Children across Texas are helped by three innovative community partners programs developed by Giving Texas Children Promise (GTCP) (formerly Greater Texas Community Partners). These programs are Rainbow Rooms, the Adopt-a-Caseworker Program, and the Purchasing Partnership Program.

n Rainbow Rooms are emergency resource centers to help meet the critical needs of abused and neglected children. Rainbow Rooms provide car seats, clothing, shoes, underwear, baby formula, school supplies, and safety and hygiene items to children entering foster or relative care as well as children living in poverty in their own homes who are being assisted by FBSS caseworkers.

  • The Adopt-a-Caseworker Program connects CPS caseworkers with individuals, churches, businesses, and organizations who help meet the needs of the children involved with CPS.
  • The Purchasing Partnerships Program obtains drastically reduced prices on many essential items stocked in the Rainbow Rooms across Texas.

These unique partnerships support 150 Rainbow Rooms and 2,202 adopted caseworkers at various sites across Texas.

Texas Supreme Court

Once children are removed from their homes, courts play a critical role in determining their future and make the final decisions on what happens to them. No child enters or leaves foster care without a court order. A judge decides where the child will live and for how long. Every day, Texas courts decide whether a child goes home or to live with a relative, visits a sibling, or becomes eligible for adoption.

In November 2007, the Supreme Court of Texas created the Permanent Judicial Commission for Children, Youth, and Families (Children's Commission) to improve child protection courts and seek better outcomes for children and families involved in the Child Welfare System. Commission membership includes judges, elected officials, attorneys, and staff from DFPS and the Texas Health and Human Services Commission, and other organizations.

In October 2010, the Children's Commission's Education Committee identified guiding principles for improving the education outcomes for children and youth in foster care.
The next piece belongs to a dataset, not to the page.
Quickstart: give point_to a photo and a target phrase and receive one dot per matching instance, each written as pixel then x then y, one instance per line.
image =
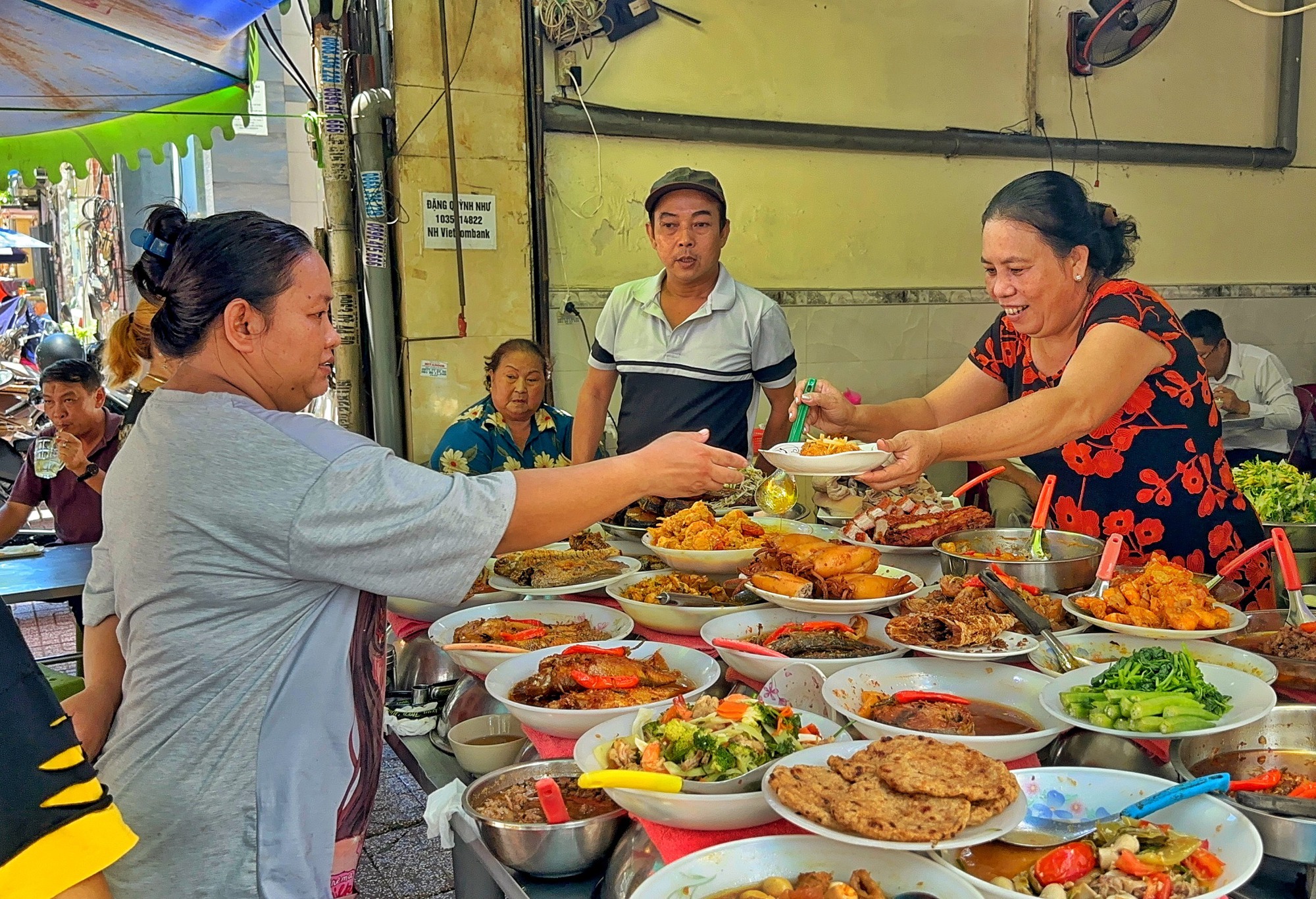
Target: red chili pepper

These principles serve as the blueprint for the commission's subcommittees and workgroups as they develop recommendations that will be considered in January 2012. Topics include:

  • School-readiness.
  • Education stability for children and youth in foster care.
  • Barriers and challenges that prevent children and youth from being successful in school.
  • Ensuring youth in foster care take advantage of opportunities for education and training.

Parent Collaboration Group

The statewide Parent Collaboration Group is a partnership between DFPS and parents who have successfully navigated the CPS system. The group is made up of regional parent representatives. It meets quarterly and helps CPS improve its policies and practices. Since its creation in FY 2002, the group has developed parent support groups in each CPS region. These support groups help parents learn about and navigate the Child Welfare System.